FINRA examiners charged Deutsche Bank with violating MSRB reporting, supervisory, and recordkeeping violations stemming from conduct stretching from 2014 to 2017. According to FINRA, the firm failed to properly report 2,440 inter-dealer transactions over a nearly three-year period. FINRA also found 273 instances in which it said the firm improperly reported information to the Real-Time Trade Reporting System that should not have been reported because they were "step outs" rather than inter-dealer transactions.
Further violations alleged by FINRA included failures to report transactions within 15 minutes as required, failures to show the time of trade on dozens of brokerage orders, and more than 14,000 failures to show trade time down to the second.
As such, the firm violated MSRB Rules G-8 on books and records and G-14 on reports of sales or purchases, FINRA concluded. Further, the firm violated Rule G-27 on supervision by not adequately supervising its operations in a way designed to ensure compliance, FINRA said.
The firm’s $70,000 muni fine was a small part of a settlement that totaled $1.4 million, primarily from failures to report other kinds of transactions to the Order Audit Trail System. FINRA has fined several large banks even larger sums for OATS violations over the past three years. Deutsche Bank declined to comment on the settlement.
Central States, which deals primarily in municipal and U.S. government securities, did not have a registered municipal securities principal properly supervising its Wichita branch office from April 2014 until August 2016, FINRA found.
“Though the branch office manager had a Series 24 license, he did not have a Series 53 license, which is required to supervise municipal securities business,” FINRA determined.
The regulator said the firm therefore violated MSRB rules G-2 on standards of professional qualification and G-3 on professional qualification requirements. G-2 prohibits a dealer from doing business unless properly qualified, while G-3 requires a firm to have one or more (depending on size) muni principals registered.
FINRA also dinged the firm for not enforcing its supervisory procedures, a violation of Rule G-27.
The firm agreed to pay a $10,000 fine to settle FINRA’s charges, and also took corrective action, according to a filing submitted to FINRA, designating a properly-registered principal to oversee that office.

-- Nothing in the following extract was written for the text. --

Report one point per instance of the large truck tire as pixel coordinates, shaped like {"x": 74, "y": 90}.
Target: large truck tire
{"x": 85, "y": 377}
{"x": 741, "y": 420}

The firm subsequently decided to end its municipal advisory business.
“Given the small amount of advisory business the firm was doing, it surrendered its advisory designation on Sept. 17,2017,” Central States said. “The firm no longer supports this activity, and thus has no required supervisory function at this time. If it purses this business in the future, it will most definitely have a municipal principal designated a supervisor,” the firm said in its filing.